Oh yes, Matt! When I read the last post about the young man who was spanked by his daddy & he didn’t know what he did wrong reminded me of my childhood as well. My mother caught me stealing money from her purse & rather than spanking me, she sat me down & lovingly told me what I did wrong. Then she knealt down by the side of the bed & took time to pray with me. Giving it up to God was such a kind thing for my ma ma to do with her little girl that when I became a mother to our three sons I did the exact same thing. My daddy was my biggest protector for sure but when I finally had courage to tell him about being molested by a grandpa & youth pastor even though he wept, he did nothing. I thought because he was a pastor he’d know what to do but ignorance played a big part in his keeping me silent for three more years until I blew the cover off & finally told both my dad & mom. My brother was my biggest protector. I followed him everywhere & copies everything he did. He is two years older than I am & was so kind. We are closer than close even today. He is the only sibling I have but simply the best!
Ive tried some inner child therapy…it hasnt worked for me.

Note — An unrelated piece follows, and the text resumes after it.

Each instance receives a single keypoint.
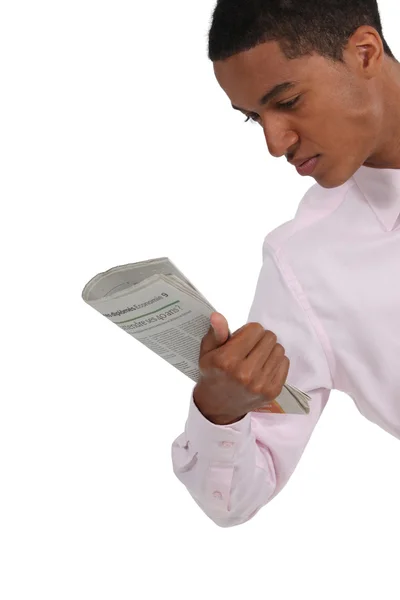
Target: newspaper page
(166, 313)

Cant connect to her, have to much hatred towards weakness, emotion that the inner self has…I know its due to abusive up bringing….
Thanks so much for sharing your thoughts! Believe me I can so relate to what you are saying, I mean in so many ways! I have held animosity and anger towards my inner child ever since I started this healing journey. I blame him for so much of what I went through. Not only my young 5-10 yr inner child but also my early teenage inner child. It’s very easily and seemingly logical to place the blame on someone who was there and endured the trauma first hand. Very easy, in that we are adults and thinking with an adult mind.
If we think of how innocent children are, how powerless they are, and vulnerable to grooming and fear, it becomes easier to embrace love and compassion…in time. There is no quick fix or easily solution. It’s long, hard work, but as I’ve been finding out, it’s well worth all of the effort we put into it.
Sending you so much support friend! Right there with you.
Great post Matt. This is exactly where I am today. I ignored my inner child’s warnings all my life. When I was little I would disosociate because my abusers were always bigger and there was no way out. Now that I am an adult I am on the journey of learning to listen and believe my inner little one. My inner child can be nurtured as it’s longed to by someone who is safe – me. Thank you for sharing openingly about this part of your journey.